Androgen receptor–blocking drugs such as spironolactone (Aldactone) and finasteride (Propecia) act in two ways. First, it slows down the production of androgens in the adrenal glands and ovaries. Second, it blocks the action of androgens in part by preventing dihydrotestosterone (DHT) from binding to its androgenetic receptor. Case studies suggest that women who don’t respond to minoxidil may benefit from the addition of spironolactone. In the relatively uncommon cases where there is an excess of androgen, a clinician may prescribe an androgen receptor–blocking drug daily. Possible side effects include weight gain, loss of libido, depression, and fatigue.

Life Cycle of a Hair

Hair Growth 1

All hair follicles are replaced at different rates by the normal process of hair cycling. Hair growth alternates between phases of activity and rest.
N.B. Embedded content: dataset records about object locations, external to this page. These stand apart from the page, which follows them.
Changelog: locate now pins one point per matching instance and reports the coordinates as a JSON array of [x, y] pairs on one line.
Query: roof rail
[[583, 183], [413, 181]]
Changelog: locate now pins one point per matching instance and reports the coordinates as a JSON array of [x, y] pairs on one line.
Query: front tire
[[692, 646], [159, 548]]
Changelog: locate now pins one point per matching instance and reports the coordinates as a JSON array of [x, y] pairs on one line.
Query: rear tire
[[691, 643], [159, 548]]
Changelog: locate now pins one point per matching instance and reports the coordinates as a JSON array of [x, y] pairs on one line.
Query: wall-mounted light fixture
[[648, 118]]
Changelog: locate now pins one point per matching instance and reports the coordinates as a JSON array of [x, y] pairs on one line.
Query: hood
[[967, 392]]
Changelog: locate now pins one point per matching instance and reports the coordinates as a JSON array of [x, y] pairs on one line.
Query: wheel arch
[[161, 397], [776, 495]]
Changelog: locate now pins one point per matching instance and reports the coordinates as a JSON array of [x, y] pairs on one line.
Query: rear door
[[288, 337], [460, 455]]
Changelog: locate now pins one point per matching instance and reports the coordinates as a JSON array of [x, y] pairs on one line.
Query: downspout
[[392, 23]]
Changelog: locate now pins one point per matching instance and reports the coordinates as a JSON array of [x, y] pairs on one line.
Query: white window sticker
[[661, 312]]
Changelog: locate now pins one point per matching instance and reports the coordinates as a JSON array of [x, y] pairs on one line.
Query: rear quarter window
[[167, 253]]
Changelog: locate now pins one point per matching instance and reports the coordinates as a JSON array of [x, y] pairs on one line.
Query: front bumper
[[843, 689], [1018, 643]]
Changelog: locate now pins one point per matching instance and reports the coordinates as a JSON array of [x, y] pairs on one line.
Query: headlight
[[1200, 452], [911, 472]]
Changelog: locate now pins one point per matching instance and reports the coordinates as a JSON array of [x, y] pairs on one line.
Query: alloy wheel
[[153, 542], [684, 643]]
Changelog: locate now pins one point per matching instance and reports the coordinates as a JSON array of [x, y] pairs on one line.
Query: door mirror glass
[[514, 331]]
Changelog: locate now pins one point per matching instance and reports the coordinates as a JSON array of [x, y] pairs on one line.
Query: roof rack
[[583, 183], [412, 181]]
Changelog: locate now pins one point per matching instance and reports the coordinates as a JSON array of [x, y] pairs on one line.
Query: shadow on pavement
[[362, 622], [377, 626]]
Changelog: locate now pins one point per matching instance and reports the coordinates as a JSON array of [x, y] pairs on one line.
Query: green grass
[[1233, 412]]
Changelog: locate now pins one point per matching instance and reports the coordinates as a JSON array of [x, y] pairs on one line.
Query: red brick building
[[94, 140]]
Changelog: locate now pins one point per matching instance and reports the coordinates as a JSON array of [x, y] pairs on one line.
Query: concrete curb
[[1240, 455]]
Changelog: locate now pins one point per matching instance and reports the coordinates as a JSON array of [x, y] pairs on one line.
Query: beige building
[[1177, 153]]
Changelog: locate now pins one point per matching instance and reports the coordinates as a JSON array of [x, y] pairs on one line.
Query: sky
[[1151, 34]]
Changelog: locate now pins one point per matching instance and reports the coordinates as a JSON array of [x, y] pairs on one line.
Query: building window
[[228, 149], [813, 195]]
Anagen phase – the growth period of hair that lasts for two to six years. During this time, the follicle is long and deep and produces thick, well-pigmented hair. About 90% of all scalp hairs are in the anagen phase at a given time.

Catagen phase (which lasts 1–2 weeks) is a brief transition phase. During this time, the base of the follicle shrivels.

Telogen phase is the resting period lasts for three months. In this phase, the shrunken follicle retains the hair fiber.

When the anagen phase begins again, the old hair is dislodged and falls out to make room for a new hair to begin growing in its place.